Getting the right wonton wrappers makes a noticeable difference. Look for thin, square wrappers in the refrigerated section of an Asian grocery store rather than the thicker egg roll wrappers. For frying, a reliable kitchen thermometer takes all the guesswork out of the oil temperature and ensures golden, non-greasy results every time.
This recipe is genuinely three recipes in one, and the folded wontons are identical regardless of how you cook them.
Fried Shrimp Wontons are your answer when you want something crispy and snackable. Fry them at 350 degrees F until deeply golden, and serve with chili oil or sweet chili sauce. They disappear fast at parties.
Shrimp Wontons in Broth are the soul-warming classic. A seasoned chicken broth kept simple with soy sauce, sesame oil, and white pepper lets the wontons do the talking. Finish with sliced scallions and a drizzle of chili oil.
Shrimp Wonton Noodle Soup is the full meal. Fresh egg noodles added to the bowl transform this into a deeply satisfying one-bowl dinner that rivals anything you would order at a noodle shop.
Note: If you are making wonton soup, cook the wontons in a separate pot of boiling water first. Cooking them directly in your broth will cloud it and make it starchy.
Folding wontons is easier than it looks. The most important rules: do not overfill (one heaping teaspoon is exactly right), press out all the air before sealing, and keep your unworked wrappers under a damp towel so they do not dry out and crack.
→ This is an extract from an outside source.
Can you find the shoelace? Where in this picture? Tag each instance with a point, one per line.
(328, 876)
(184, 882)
The classic nurse's cap fold used here is beginner-friendly and holds its shape beautifully during cooking. Once you have folded a dozen, your hands will find the rhythm on their own.
Ready to dive in? Here is everything you need, laid out step by step:

These juicy, flavor-packed shrimp wontons are incredibly versatile: fry them golden and crispy, simmer them in a silky broth, or toss them into a noodle soup for a restaurant-worthy meal at home.
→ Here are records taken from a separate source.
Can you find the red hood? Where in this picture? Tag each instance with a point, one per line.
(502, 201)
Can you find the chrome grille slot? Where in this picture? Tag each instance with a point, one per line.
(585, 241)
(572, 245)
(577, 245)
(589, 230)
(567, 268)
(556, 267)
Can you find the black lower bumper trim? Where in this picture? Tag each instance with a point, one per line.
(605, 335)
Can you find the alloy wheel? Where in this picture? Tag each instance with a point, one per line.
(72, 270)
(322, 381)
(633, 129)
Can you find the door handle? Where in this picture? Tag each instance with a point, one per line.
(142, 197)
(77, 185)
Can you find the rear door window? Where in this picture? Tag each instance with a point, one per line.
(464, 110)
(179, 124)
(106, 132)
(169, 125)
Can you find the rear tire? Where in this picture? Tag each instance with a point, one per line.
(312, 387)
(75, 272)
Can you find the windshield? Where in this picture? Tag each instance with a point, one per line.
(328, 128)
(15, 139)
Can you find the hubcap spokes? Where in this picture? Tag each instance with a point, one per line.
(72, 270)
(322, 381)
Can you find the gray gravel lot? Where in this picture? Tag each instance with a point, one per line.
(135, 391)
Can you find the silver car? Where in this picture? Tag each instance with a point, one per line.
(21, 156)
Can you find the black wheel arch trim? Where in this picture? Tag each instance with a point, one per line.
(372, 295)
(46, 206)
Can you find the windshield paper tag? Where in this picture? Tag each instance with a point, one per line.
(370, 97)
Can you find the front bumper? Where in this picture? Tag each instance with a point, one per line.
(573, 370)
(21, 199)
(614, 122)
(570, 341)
Make the filling: In a medium bowl, combine the chopped shrimp, scallions, ginger, garlic, soy sauce, sesame oil, oyster sauce, cornstarch, white pepper, and salt. Stir vigorously in one direction for about 1 minute until the mixture becomes slightly sticky and cohesive. Cover and refrigerate for at least 15 minutes.
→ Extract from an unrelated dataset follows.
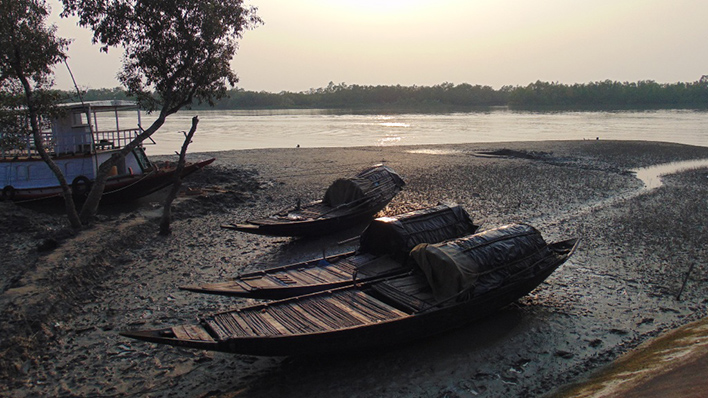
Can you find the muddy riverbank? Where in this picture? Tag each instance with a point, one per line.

Set up your wrapping station: Lay out wonton wrappers on a clean surface and keep them covered with a damp towel. Place a small bowl of water nearby for sealing.
Fold the wontons: Place 1 heaping teaspoon of filling in the center of each wrapper. Dip your finger in water and moisten two adjacent edges. Fold the wrapper in half diagonally to form a triangle, pressing firmly to seal out all air. Bring the two bottom corners of the triangle together, overlapping slightly, and press to seal. Repeat with remaining wrappers.
For fried shrimp wontons: Heat neutral oil in a deep saucepan or wok over medium-high heat to 350 degrees F (175 degrees C). Fry wontons in batches of 6 to 8 for 2 to 3 minutes, turning once, until golden and crispy. Drain on a paper towel-lined plate and serve immediately with chili oil or sweet chili dipping sauce.
For shrimp wontons in broth or wonton soup: Bring a large pot of lightly salted water to a boil. Cook wontons in batches for 3 to 4 minutes until they float and the wrappers are tender. Meanwhile, heat your preferred broth (chicken or pork) seasoned with soy sauce, sesame oil, and white pepper. Transfer cooked wontons into serving bowls, ladle hot broth over the top, and garnish with scallions, chili oil, and sesame seeds.
For shrimp wonton noodle soup: Cook fresh or dried egg noodles separately according to package instructions. Place noodles in a bowl, top with 6 to 8 cooked wontons, pour over seasoned broth, and finish with your desired toppings.
Shrimp wontons are one of the best things you can have stashed in your freezer. Freeze them raw in a single layer, then bag them once solid. On a busy weeknight, you are twenty minutes away from a proper bowl of shrimp wonton soup with zero prep.
For serving, keep it simple: sliced scallions, sesame seeds, chili oil, and a wedge of lime alongside the broth version. For fried wontons, a small bowl of dipping sauce is all you need.
However you serve them, these shrimp wontons bring that specific kind of comfort that only good handmade food can deliver.